How to optimize VM memory and processor performance

Some of the techniques used to build highly scalable servers can create an unintended performance problem for VMs;one of these is NUMA node balancing. Colin Smith provides a high -evel overview of the problem and some of the ways to address it.

The highly scalable server architectures available to modern datacenters have achieved unprecedented memory and CPU densities. As a result, VM density has also increased.  Some of the techniques used to build highly scalable servers can create an unintended performance problem for VMs. One common problem is NUMA node balancing. In this post, I'll try to provide a high level overview of the problem and some of the ways to address it. Not all hypervisors deal with NUMA node issues in the same way so I have kept this post hypervisor neutral. Specifics for your virtual environment are best addressed with your vendor.

What is NUMA memory?

NUMA (Non Uniform Memory Access) hardware architectures use multiple memory buses to alleviate the contention issue in multi-processor systems. This provides a huge scalability advantage over the traditional SMP (Symmetric Multi-Processing) model when large numbers of processors are required. The architecture maps specific processors to specific high-speed buses connected to specific pools of memory. These form a NUMA node. Memory in the same NUMA node as the processor is considered local memory and can be accessed relatively quickly. Memory outside of the NUMA node is considered foreign memory and takes longer to access.

In the diagram above, VM0 will be fine as each core will have sufficient local memory available.  VM1 should never get assigned cores in different NUMA nodes because a NUMA aware hypervisor should only assign a VM to a single NUMA node.  VM2 will have NUMA memory fragmentation that could affect performance because there is insufficient local memory to satisfy the 12GB requirement.

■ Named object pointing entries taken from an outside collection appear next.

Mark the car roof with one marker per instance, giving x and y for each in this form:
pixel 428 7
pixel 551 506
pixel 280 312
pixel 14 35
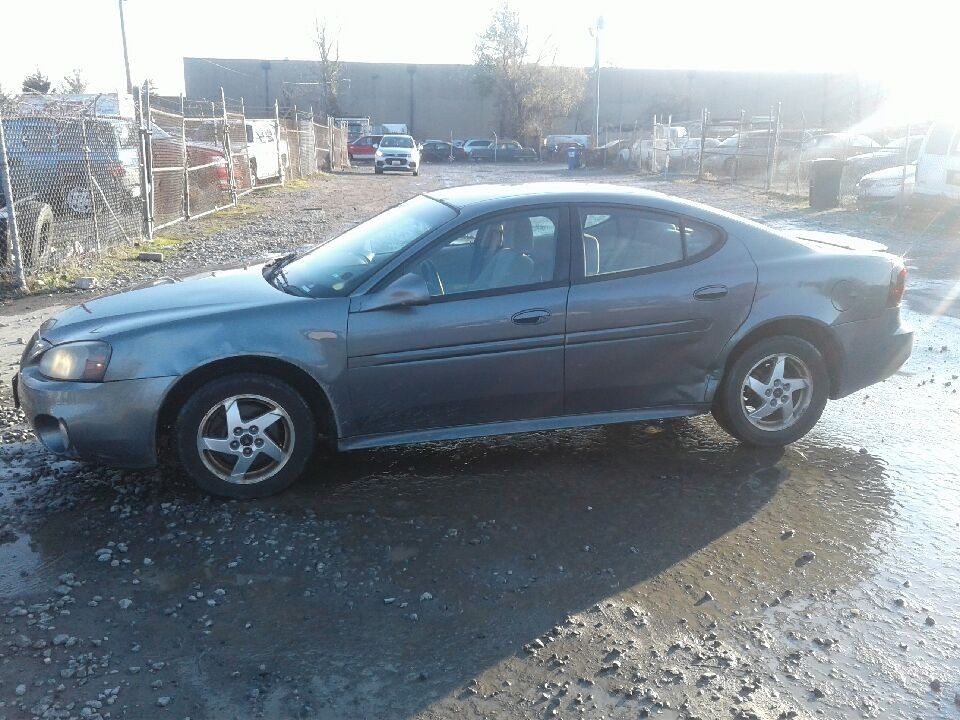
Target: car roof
pixel 497 194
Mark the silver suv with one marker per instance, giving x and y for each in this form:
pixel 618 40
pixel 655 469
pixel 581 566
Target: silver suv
pixel 397 152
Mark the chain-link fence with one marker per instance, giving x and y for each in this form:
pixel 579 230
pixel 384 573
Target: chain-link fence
pixel 75 182
pixel 764 152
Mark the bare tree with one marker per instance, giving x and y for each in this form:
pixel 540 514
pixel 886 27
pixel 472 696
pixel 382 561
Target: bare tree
pixel 328 47
pixel 530 93
pixel 36 83
pixel 74 83
pixel 8 101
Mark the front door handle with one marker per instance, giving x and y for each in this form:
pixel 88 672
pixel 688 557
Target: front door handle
pixel 711 292
pixel 531 317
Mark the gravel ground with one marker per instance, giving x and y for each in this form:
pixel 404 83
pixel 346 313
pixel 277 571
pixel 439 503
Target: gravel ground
pixel 651 570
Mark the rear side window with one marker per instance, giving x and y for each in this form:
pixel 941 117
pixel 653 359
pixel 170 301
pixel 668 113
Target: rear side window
pixel 700 238
pixel 617 240
pixel 938 142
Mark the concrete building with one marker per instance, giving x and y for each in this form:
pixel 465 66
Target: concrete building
pixel 437 100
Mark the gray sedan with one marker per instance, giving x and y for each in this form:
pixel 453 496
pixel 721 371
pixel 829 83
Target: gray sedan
pixel 465 312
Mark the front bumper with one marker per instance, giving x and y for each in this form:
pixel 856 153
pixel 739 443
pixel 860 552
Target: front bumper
pixel 113 423
pixel 400 164
pixel 870 351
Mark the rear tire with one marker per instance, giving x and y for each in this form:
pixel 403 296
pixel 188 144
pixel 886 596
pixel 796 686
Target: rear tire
pixel 245 436
pixel 35 225
pixel 773 393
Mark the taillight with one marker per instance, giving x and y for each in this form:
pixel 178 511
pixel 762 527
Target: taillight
pixel 898 283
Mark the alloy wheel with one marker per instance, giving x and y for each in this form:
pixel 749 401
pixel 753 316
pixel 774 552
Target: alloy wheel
pixel 245 439
pixel 776 392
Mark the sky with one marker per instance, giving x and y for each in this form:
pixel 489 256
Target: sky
pixel 910 47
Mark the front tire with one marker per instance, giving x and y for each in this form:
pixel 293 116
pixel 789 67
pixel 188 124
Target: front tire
pixel 245 436
pixel 773 393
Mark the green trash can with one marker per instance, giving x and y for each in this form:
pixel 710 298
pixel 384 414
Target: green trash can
pixel 825 177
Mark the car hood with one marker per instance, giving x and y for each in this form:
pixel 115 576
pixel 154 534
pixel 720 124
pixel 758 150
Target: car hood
pixel 894 173
pixel 164 302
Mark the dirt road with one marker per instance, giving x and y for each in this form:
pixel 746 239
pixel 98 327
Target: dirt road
pixel 658 569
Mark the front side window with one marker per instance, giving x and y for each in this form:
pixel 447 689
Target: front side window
pixel 618 240
pixel 336 268
pixel 397 142
pixel 506 251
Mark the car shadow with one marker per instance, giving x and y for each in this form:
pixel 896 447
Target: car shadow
pixel 389 579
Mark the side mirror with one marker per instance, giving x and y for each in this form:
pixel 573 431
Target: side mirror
pixel 406 291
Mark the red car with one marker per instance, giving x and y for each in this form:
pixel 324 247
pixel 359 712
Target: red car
pixel 364 147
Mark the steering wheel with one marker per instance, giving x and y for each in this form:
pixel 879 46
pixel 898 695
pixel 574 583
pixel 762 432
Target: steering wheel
pixel 432 277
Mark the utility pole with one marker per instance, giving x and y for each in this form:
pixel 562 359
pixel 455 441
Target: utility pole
pixel 126 56
pixel 595 31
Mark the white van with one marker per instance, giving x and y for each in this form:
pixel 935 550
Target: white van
pixel 938 166
pixel 268 156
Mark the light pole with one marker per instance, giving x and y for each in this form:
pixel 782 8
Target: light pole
pixel 126 57
pixel 595 31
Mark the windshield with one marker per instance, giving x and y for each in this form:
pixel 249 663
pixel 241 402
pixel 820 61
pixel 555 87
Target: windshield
pixel 389 141
pixel 336 268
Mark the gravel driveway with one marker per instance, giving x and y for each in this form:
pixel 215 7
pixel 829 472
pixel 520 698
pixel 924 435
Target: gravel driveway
pixel 657 569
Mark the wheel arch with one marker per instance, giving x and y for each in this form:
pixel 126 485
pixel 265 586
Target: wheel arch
pixel 813 331
pixel 295 376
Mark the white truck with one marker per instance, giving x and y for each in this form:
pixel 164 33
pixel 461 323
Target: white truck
pixel 267 152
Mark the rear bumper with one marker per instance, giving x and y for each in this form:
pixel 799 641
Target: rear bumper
pixel 871 351
pixel 111 422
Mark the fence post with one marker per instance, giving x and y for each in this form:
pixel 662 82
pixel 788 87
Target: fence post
pixel 276 132
pixel 146 147
pixel 769 164
pixel 228 148
pixel 704 114
pixel 91 183
pixel 736 155
pixel 186 158
pixel 776 142
pixel 15 255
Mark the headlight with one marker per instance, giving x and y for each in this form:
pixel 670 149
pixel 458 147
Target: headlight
pixel 80 361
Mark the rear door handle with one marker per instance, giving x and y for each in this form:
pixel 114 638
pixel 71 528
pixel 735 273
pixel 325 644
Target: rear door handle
pixel 531 317
pixel 711 292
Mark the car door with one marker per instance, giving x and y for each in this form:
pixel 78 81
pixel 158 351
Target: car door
pixel 653 300
pixel 487 348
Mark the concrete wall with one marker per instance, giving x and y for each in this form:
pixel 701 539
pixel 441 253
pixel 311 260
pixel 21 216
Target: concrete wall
pixel 435 100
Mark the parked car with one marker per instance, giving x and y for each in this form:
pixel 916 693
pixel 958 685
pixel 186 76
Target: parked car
pixel 470 145
pixel 364 148
pixel 209 178
pixel 35 223
pixel 48 162
pixel 503 151
pixel 938 165
pixel 268 153
pixel 739 155
pixel 459 314
pixel 440 151
pixel 397 153
pixel 686 154
pixel 887 184
pixel 890 155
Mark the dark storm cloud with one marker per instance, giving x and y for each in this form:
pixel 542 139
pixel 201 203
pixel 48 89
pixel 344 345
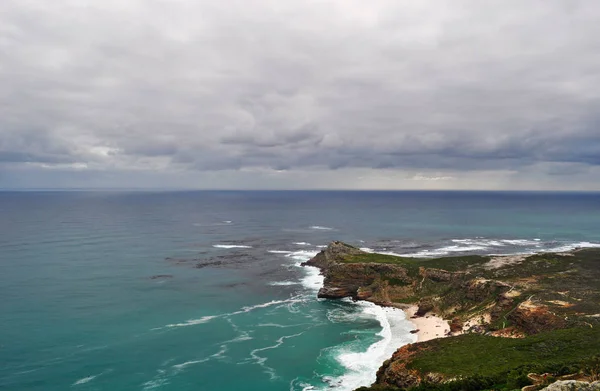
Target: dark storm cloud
pixel 188 85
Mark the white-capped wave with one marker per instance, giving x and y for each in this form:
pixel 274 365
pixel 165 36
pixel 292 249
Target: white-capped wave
pixel 181 366
pixel 319 227
pixel 269 304
pixel 283 283
pixel 445 251
pixel 361 367
pixel 302 255
pixel 261 360
pixel 521 242
pixel 231 246
pixel 480 242
pixel 193 322
pixel 84 380
pixel 205 319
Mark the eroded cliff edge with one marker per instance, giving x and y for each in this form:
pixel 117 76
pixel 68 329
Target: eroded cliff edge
pixel 549 303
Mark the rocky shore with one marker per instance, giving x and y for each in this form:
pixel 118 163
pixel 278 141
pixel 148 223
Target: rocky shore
pixel 545 306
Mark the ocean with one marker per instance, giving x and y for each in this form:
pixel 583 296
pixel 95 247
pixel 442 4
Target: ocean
pixel 202 290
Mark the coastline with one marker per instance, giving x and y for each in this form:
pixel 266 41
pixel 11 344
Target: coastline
pixel 428 326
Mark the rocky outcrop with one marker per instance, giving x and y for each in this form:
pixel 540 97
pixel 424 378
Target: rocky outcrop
pixel 334 253
pixel 478 299
pixel 533 319
pixel 439 275
pixel 361 281
pixel 573 385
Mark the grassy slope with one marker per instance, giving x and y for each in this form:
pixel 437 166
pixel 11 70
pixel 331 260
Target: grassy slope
pixel 484 362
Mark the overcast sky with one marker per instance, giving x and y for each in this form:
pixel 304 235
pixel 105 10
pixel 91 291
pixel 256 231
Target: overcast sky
pixel 293 94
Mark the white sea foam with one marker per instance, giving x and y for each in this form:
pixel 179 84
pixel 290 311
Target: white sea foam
pixel 193 322
pixel 261 360
pixel 188 363
pixel 231 246
pixel 521 242
pixel 445 251
pixel 84 380
pixel 361 367
pixel 480 242
pixel 269 304
pixel 283 283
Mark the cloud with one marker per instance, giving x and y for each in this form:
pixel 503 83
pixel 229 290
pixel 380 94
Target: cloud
pixel 188 86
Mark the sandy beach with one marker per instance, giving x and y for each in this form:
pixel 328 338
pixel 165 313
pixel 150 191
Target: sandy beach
pixel 429 326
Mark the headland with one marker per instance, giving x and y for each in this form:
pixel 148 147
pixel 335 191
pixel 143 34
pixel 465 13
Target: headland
pixel 483 322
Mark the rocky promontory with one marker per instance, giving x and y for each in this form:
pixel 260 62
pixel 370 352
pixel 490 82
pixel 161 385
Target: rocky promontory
pixel 509 317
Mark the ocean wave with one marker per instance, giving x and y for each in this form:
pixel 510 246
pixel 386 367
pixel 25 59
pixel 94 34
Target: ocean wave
pixel 361 366
pixel 231 246
pixel 84 380
pixel 261 360
pixel 302 255
pixel 182 366
pixel 193 322
pixel 283 283
pixel 268 304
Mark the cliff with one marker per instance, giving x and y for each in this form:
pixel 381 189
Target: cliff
pixel 551 302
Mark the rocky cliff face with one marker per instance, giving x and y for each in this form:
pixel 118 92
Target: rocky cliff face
pixel 503 300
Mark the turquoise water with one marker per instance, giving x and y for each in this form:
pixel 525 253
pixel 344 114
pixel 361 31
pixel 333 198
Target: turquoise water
pixel 202 290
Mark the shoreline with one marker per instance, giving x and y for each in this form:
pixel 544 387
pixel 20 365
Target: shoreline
pixel 429 326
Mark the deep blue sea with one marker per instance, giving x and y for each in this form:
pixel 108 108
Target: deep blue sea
pixel 177 291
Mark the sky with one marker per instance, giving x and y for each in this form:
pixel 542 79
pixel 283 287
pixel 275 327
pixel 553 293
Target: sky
pixel 300 94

In some cases, VMs will perform better on servers with less physical CPUs and the same amount of memory since each NUMA node will have more local memory.  Compare a 4 processor 32GB system where each NUMA node has 8GB of local memory to 2 processor 24GB system where each NUMA node has 12GB of local memory.

How does this affect VMs?

If a VM uses memory that is not part of the same NUMA node it may have performance issues when foreign memory is required.  If you have different amounts of memory in different NUMA nodes, this can be a problem if VMs are randomly distributed across nodes.  Fortunately, modern hypervisors are NUMA aware and try to assign VMs with high memory footprints to nodes with more local memory.  There is also the option to assign a NUMA node affinity to a VM. This overrides the hypervisors' dynamic assignment of VMs to NUMA nodes.

Some problematic scenarios

Consider a series of dormant VMs that have NUMA affinity assignments. When they spin up, they will be assigned to the NUMA node that is designated in the affinity setting. If too many VMs are assigned to the same NUMA node, there is the potential for processor resource contention within a single node while other nodes are underutilized. Additionally, the ability to overcommit memory can exacerbate the issue in some situations. What if the memory footprint of a VM is larger than the memory in the NUMA node?

The solution

There is an art to balancing the NUMA node memory and processor requirements so that VM performance is optimized. A large part of that is having a good understanding of the workloads that your VMs are running and what the impacts of poor performance might be.

In my previous post, I indicated that VM and hypervisor aware monitoring is important to get a true picture of VM and host performance.  It is situations like NUMA affinity that traditional performance monitoring tools have trouble addressing. These are the types of scenarios that a new breed of performance metrics helps to manage. Simply monitoring the hosts and VMs independently is not sufficient. You need to ensure that you understand the issues, that you have instrumentation in place to provide adequate telemetry, have thresholds and trigger points defined, and most importantly the ability to react when they are reached.